INCONTRO CON LA PITTRICE ANNA VARRIALE

ANNA VARRIALE

Di seguito l’intervista integrale alla pittrice Anna Varriale pubblicata su comunicaresenzafrontiere.it

La sensazione che si ha ammirando i dipinti di Anna Varriale è che hanno un anima. La Natività, un quadro realizzato quest’anno, emana vibrazioni che rapiscono, emozionano oltre una semplice tela dipinta.

Anna la tua passione per la pittura nasce da bambina?
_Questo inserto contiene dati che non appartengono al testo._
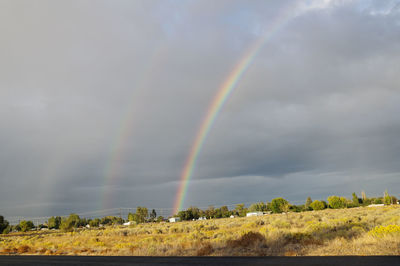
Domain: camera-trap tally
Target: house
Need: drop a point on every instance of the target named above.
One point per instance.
(174, 219)
(376, 205)
(250, 214)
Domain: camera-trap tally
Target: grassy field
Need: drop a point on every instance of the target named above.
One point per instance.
(357, 231)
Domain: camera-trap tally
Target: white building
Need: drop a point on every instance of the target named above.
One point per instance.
(376, 205)
(249, 214)
(174, 219)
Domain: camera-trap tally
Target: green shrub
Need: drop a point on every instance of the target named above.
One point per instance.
(317, 205)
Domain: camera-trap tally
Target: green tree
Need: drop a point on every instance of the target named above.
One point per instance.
(336, 202)
(394, 200)
(258, 207)
(363, 196)
(153, 215)
(387, 200)
(54, 222)
(95, 222)
(210, 212)
(378, 201)
(4, 224)
(308, 203)
(317, 205)
(355, 200)
(241, 210)
(225, 211)
(26, 225)
(73, 221)
(279, 205)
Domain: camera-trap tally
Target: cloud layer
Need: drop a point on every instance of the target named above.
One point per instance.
(100, 102)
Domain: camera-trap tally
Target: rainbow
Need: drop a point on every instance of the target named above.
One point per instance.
(222, 95)
(127, 124)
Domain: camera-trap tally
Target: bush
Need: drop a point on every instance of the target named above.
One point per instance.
(26, 225)
(279, 205)
(54, 222)
(336, 202)
(317, 205)
(3, 224)
(381, 231)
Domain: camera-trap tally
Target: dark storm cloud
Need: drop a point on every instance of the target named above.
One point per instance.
(81, 81)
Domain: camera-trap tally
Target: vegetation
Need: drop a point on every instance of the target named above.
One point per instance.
(358, 231)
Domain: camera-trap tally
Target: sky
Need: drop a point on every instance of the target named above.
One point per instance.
(101, 101)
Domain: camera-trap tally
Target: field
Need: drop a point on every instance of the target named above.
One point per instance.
(357, 231)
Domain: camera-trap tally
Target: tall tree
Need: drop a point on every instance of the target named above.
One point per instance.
(355, 200)
(153, 215)
(3, 224)
(307, 206)
(279, 205)
(386, 198)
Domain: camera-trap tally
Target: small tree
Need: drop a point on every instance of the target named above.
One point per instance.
(153, 215)
(279, 205)
(4, 224)
(26, 225)
(258, 207)
(387, 200)
(363, 196)
(336, 202)
(307, 206)
(95, 222)
(317, 205)
(355, 200)
(241, 210)
(54, 222)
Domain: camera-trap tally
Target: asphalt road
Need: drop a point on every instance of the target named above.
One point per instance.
(298, 261)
Assolutamente no. Avevo ventidue anni quando ho iniziato a dipingere. Fu una persona a me molto vicina che, vedendo un mio disegno, mi spinse a proseguire su questa strada regalandomi tutto il necessario per dipingere, cavalletti inclusi.

Quali sono i tuoi soggetti preferiti?

Non prediligo soggetti particolari. Mi piace spaziare; dipingo tutto ciò che mi colpisce e mi piace, dai paesaggi alle nature morte.
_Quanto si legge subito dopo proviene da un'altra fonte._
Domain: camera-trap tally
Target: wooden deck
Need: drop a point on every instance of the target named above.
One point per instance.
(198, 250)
So che nella tua vita artistica per un lungo periodo non hai più dipinto, solo da un po’ hai ripreso?

Si, per molto tempo ho abbandonato la pittura.

Per quale motivo?

Non credevo in me in quanto, essendo autodidatta, non avendo fatto studi d’arte, mi sentivo un pesce fuor d’acqua. A questa mia insicurezza si sono aggiunte problematica esistenziali che mi hanno spinta ad abbandonare la pittura. Solo da qualche anno ho ricominciato a dipingere. 

I tuoi quadri hanno una vaga impronta fotografica, sbaglio?

Sì, mi piace ritrarre dal vivo senza alterare la realtà. Se dovessi darmi una collocazione stilistica, mi definirei impressionista.

Quali sono i tuoi riferimenti artistici? A quali pittori ti rifai?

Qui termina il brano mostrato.